Dumbledore smiled at the reference of the beacon lights over the rough dark waters. The night he had come to Hogwarts as a first year it had stormed. Indeed he remembered well the beacon lights across the rough dark waters of the lake. The Pensieve swirled again and this time Dumbledore and many of the teachers were at the Three Broomsticks listening again just ten days later, the whole tavern listening intently to the wireless.

“And now it has come to us to stand alone in the breach, and face the worst that the tyrant's might and enmity can do. ...... We are fighting by ourselves alone; but we are not fighting for ourselves alone. Here in this strong City of Refuge .........we await undismayed the impending assault. Perhaps it will come tonight. Perhaps it will come next week. Perhaps it will never come. We must show ourselves equally capable of meeting a sudden violent shock or what is perhaps a harder test a prolonged vigil. But be the ordeal sharp or long, or both, we shall seek no terms, we shall tolerate no parley; we may show mercy-we shall ask for none.”

“ This is no war of chieftains or of princes, of dynasties or national ambition; it is a war of peoples and of causes. There are vast numbers, not only in this Island but in every land, who will render faithful service in this war, but whose names will never be known, whose deeds will never be recorded. This is a War of the Unknown Warriors; but let all strive without failing in faith or in duty, and the dark curse of Hitler will be lifted from our age

We were indeed the Unknown Warriors, at least to the Muggle world. Few of them ever knew even in part the measures the Wizarding world put in place to keep Britain free. Raising the sheild over all of Britain had been only part of the total effort. That didn’t begin to cover all of the resistance work done on the Continent.
The voice from the radio continued:

“We ask no favours of the enemy. We seek from them no compunction. .... Where you have been the least resisted there you have been the most brutal. It was you who began the indiscriminate bombing. We will have no truce or parley with you, or the grisly gang who work your wicked will. You do your worst - and we will do our best." Perhaps it may be our turn soon; perhaps it may be our turn now.

We do not expect to hit without being hit back, and we intend with every week that passes to hit harder. Prepare yourselves, then, my friends and comrades, for this renewal of your exertions. We shall never turn from our purpose, however sombre the road, however grievous the cost, because we know that out of this time of trial and tribulation will be born a new freedom and glory for all mankind.

Albus shook his head in admiration. Just when you thought you could go no further Winston Churchill could give you back your heart with just a few words and you could march onward again to face the trials no matter how grave. The Pensieve swirled again and he saw himself standing in Muggle clothes at Harrow School where Churchill had attended. His hair and beard magically shortened for the moment he looked simular to the other academics who had gathered that day to hear Churchill speak. Today on that October he was addressing the students.

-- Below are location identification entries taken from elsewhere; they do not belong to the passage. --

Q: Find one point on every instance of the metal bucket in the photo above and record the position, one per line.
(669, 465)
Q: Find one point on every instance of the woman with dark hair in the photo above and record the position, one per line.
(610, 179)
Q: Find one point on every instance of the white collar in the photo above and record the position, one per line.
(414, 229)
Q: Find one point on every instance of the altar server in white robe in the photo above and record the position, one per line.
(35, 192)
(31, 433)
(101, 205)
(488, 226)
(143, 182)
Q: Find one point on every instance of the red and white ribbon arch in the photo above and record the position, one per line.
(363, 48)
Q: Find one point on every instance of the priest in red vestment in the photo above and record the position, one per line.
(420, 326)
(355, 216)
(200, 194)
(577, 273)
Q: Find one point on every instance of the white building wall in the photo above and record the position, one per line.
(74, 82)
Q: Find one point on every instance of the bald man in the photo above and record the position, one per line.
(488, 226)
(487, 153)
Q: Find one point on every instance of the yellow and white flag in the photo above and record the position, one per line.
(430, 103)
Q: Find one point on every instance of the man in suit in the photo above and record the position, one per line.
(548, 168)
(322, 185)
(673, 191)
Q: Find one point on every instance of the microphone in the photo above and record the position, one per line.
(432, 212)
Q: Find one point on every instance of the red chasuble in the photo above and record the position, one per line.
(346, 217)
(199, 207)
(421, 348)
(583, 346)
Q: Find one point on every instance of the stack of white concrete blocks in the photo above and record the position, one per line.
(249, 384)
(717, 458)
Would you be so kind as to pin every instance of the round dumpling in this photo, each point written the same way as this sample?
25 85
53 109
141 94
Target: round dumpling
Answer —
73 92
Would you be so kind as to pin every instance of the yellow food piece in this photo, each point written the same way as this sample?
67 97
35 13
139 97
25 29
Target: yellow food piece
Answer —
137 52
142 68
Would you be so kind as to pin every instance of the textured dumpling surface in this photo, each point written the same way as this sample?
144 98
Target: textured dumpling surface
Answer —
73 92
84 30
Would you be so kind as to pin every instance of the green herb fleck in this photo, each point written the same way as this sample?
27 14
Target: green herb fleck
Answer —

“You cannot tell from appearances how things will go. Sometimes imagination makes things out far worse than they are; yet without imagination not much can be done. Those people who are imaginative see many more dangers than perhaps exist; certainly many more than will happen; but then they must also pray to be given that extra courage to carry this far-reaching imagination.

Dumbledore laughed. Alastor Moody had been a young man then but had already begun to gain a reputation for paranoia.They had talked for a long time discussing possibilities that might arise in the war. Winston had liked him. Alastor was still alive so something had to be said for having an imagination for danger.

Never give in, never give in, never, never, never, never-in nothing, great or small, large or petty - never give in except to convictions of honour and good sense. Never yield to force; never yield to the apparently overwhelming might of the enemy.”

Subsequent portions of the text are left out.